Communication Guidelines

Engineered prompting requesting the use of specific communication guidelines resulted in greater adherence to these guidelines. GPT-4’s responses to direct user queries and simple prompting of factsheets featured lower average adherence to communication guidelines in comparison with responses to engineered prompts. The relevance of each guideline may have varied for the different topics addressed in the prompts, but one clear pattern was identified: all outputs, even those with simple prompts, featured person-centered language. This leads us to consider that person-centered language may be integrated into GPT-4’s training or filters. Despite the commitment to person-centered language, GPT-4 was not able to use other nonstigmatizing language consistently, with 23% (5/22) of the outputs analyzed featuring at least 1 stigmatizing phrase (Textbox 3).

Outputs in response to engineered prompts featured disclaimers and a cautionary tone more so than outputs in response to direct queries and simple prompts, as seen in Textbox 4.

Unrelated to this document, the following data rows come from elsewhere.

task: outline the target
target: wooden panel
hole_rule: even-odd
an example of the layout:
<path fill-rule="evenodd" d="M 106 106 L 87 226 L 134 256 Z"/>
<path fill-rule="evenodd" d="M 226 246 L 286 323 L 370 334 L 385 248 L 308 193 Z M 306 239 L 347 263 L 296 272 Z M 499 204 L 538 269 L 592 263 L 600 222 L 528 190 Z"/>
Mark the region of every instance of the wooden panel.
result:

Textbox 3. Examples of stigmatizing language in GPT-4’s outputs for a direct user query (1) and the production of a factsheet from a simple prompt (2).
  1. “Dealing with someone who may be abusing drugs and exhibiting violent behavior can be distressing and potentially dangerous.”
  2. “Approach the person when they are sober…”
Textbox 4. Examples of GPT-4’s disclaimers and referrals in response to a direct user query (1), a simple prompted factsheet (2), and an engineered prompted factsheet (3).
  1. “If the situation continues and you are worried about the well-being of your neighbor, you might consider reaching out to local social services. They may be able to provide resources or interventions that can help.”
  2. “Note: This factsheet provides a general overview. Each individual's situation may vary, and anyone struggling with meth use during pregnancy should seek help from a healthcare professional.”
  3. “Please note: While this factsheet provides a brief overview of the topic, it is recommended that health workers seek further training and resources for a more in-depth understanding of co-occurring conditions, including ice use and mental health disorders.”
Quality of the Advice Provided

The outputs analyzed in this viewpoint featured a generally high level of accuracy and no hallucinations. This is a promising finding regarding the accuracy of GPT-4’s knowledge of mental health and substance use. However, our analysis found that while GPT-4 can write about any topic, it lacks the breadth and depth of expertise and lived experience that human educators have. For example, the expert-created factsheets for pregnant women who use methamphetamine also included logically relevant information about breastfeeding, while GPT-4’s response did not. Only with engineered prompting did GPT-4 provide content regarding the important behavioral, environmental, and social aspects of mental health and substance use. This may be a result of GPT-4’s training and the limited amount and variety of evidence referenced in GPT-4’s internet browsing. The total of 25 websites that GPT-4 referred to were greatly outnumbered by the 55 high-quality, evidence-based citations that the expert-produced factsheets were based upon (Table 3). More specifically, GPT-4 used web-browsing in 2 of 10 direct user queries. GPT-4 accessed 1 journal article, 3 evidence-based resources, and 2 lower quality sources (a news article and Wikipedia). Web-browsing was also utilized for 5 of 12 factsheet responses. Of the 19 links referenced in factsheets, GPT-4 was able to access 3 journal articles. An additional 12 links featured evidence-based information, such as government health organizations, clinic websites, and even the authors’ own educational portals (Cracks in the Ice and Positive Choices). The 4 remaining links featured less scientific rigor, including 2 Wikipedia pages, the Foundation for a Drug-Free World from the Church of Scientology, and an ABC narrative on rehabilitation.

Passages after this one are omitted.